Kitchen Table MFA: An Alternative to the NYC/MFA Binary
Words By Nancy Reddy
This essay is part of the Kitchen Table MFA, a series that showcases writing communities through interviews and creative writing.
When I was finishing my undergrad degree in poetry and trying to figure out how to become a “real” writer, I saw one obvious path forward: get an MFA, then get a job teaching at a university. After all, every writer I knew was in a college classroom—either at the head of a workshop table, assigning writing exercises and weighing in on drafts, or in one of the student desks, passing out their photocopied pages and plotting how to get into the magazines, how to get a job that would put them at the front of the room. Writing, as I knew it, existed on college campuses.

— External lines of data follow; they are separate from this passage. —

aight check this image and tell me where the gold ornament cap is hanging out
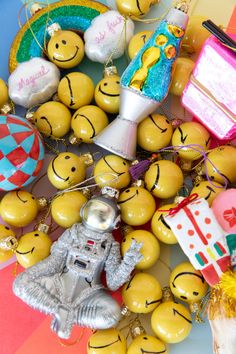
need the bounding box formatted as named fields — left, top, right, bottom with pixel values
left=101, top=186, right=120, bottom=200
left=193, top=175, right=204, bottom=186
left=81, top=187, right=92, bottom=199
left=180, top=159, right=192, bottom=172
left=81, top=153, right=94, bottom=167
left=47, top=23, right=61, bottom=37
left=103, top=66, right=118, bottom=78
left=30, top=3, right=43, bottom=16
left=37, top=223, right=50, bottom=234
left=1, top=103, right=12, bottom=114
left=37, top=197, right=48, bottom=210
left=174, top=0, right=189, bottom=13
left=69, top=133, right=81, bottom=145
left=121, top=224, right=134, bottom=236
left=131, top=319, right=146, bottom=339
left=121, top=305, right=132, bottom=317
left=132, top=179, right=144, bottom=188
left=162, top=286, right=174, bottom=302
left=0, top=236, right=18, bottom=251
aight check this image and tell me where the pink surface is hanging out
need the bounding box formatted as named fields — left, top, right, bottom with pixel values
left=0, top=264, right=45, bottom=354
left=212, top=189, right=236, bottom=234
left=182, top=34, right=236, bottom=140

Fortunately, I decided not to get an MFA right away, and when I moved to Houston to teach high- school English, a friend pointed me toward Inprint, a literary nonprofit, and their low-cost Teachers as Writers workshops. At Inprint I found a rich writing community outside a college campus. In the Inprint workshops I met serious, talented writers who were writing not because they’d get a grade, but because they loved the craft of it. That community sustained my writing practice through demanding years teaching at a high-intensity charter school. All week long, I was Ms. Reddy, grading vocabulary quizzes and teaching literary analysis and telling kids to tuck in their shirts and spit out their gum. But on Saturday mornings, I was a poet, and I sat at the long workshop table in the Inprint house alongside other writers, all of us writing for love and not for credit.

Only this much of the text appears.